Accurate and Efficient Statistical Testing for Word Semantic Breadth

2026-05-08Computation and Language

Computation and Language
AI summary

The authors describe a new way to compare how widely different words are used in various contexts, which is important for building dictionaries and thesauri. They found that previous methods could mistakenly see differences caused by direction in meaning, not by actual spread, leading to false positives. To fix this, the authors created a test that aligns the meanings before measuring their spread, making the test more accurate. Their approach also runs much faster using GPUs and reduces errors while still detecting real differences.

contextualized token embeddingsword meaning breadthdispersion statisticsHouseholder reflectionpermutation testType-I errorsemantic directionGPU accelerationnon-parametric p-values
Authors
Yo Ehara
Abstract
Measuring the breadth of a word's meaning, or its spread across contexts, has become feasible with contextualized token embeddings. A word type can be represented as a cloud of token vectors, with dispersion-based statistics serving as proxies for contextual diversity (Nagata and Tanaka-Ishii, ACL2025). These measurements are useful for deciding appropriate sense distinctions when constructing thesauri and domain-specific dictionaries.

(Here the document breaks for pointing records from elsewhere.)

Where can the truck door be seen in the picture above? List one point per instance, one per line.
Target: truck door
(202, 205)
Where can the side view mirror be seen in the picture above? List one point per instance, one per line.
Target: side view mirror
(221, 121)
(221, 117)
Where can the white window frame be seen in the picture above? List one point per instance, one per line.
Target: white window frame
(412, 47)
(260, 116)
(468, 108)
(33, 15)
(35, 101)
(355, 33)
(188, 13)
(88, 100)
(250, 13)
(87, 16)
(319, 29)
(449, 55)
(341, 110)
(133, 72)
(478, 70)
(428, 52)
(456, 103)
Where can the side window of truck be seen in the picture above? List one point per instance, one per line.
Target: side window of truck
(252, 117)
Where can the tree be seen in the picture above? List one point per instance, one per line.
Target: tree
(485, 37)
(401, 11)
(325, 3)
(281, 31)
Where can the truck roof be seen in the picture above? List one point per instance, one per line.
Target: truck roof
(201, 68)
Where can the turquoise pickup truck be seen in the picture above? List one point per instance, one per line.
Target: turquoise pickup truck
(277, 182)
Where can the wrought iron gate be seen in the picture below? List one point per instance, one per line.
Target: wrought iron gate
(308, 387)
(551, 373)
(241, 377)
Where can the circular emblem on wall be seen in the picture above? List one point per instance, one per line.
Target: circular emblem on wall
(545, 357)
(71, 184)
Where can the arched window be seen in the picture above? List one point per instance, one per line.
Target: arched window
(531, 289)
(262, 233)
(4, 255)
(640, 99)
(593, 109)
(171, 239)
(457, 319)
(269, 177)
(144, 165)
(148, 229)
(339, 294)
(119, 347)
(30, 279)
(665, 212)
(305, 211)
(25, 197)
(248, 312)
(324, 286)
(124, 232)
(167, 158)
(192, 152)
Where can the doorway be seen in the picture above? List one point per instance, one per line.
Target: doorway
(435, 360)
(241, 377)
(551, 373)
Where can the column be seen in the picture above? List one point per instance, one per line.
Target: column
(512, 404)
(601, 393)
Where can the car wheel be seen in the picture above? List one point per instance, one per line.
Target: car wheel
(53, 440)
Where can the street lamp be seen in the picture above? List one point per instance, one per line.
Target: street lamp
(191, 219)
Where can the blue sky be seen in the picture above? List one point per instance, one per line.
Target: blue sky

However, when comparing the breadth of two word types, naive hypothesis testing on dispersion can be misleading: differences in semantic direction can masquerade as dispersion differences, inflating Type-I error and yielding "statistically significant" outcomes even when there is no true breadth difference. This is problematic because significance testing should distinguish genuine effects from incidental fluctuations in small-difference regimes. We propose a Householder-aligned permutation test to isolate dispersion differences from directional differences. Our method applies a single Householder reflection to align the mean directions of the two word types and then performs a permutation test on the aligned token clouds, yielding calibrated, non-parametric p-values. For practicality, we introduce a GPU-oriented implementation that batches permutations and linear algebra operations. Empirically, our alignment reduced Type-I error by 32.5% while preserving sensitivity to genuine breadth differences, and achieved a 23x speedup over the CPU baseline.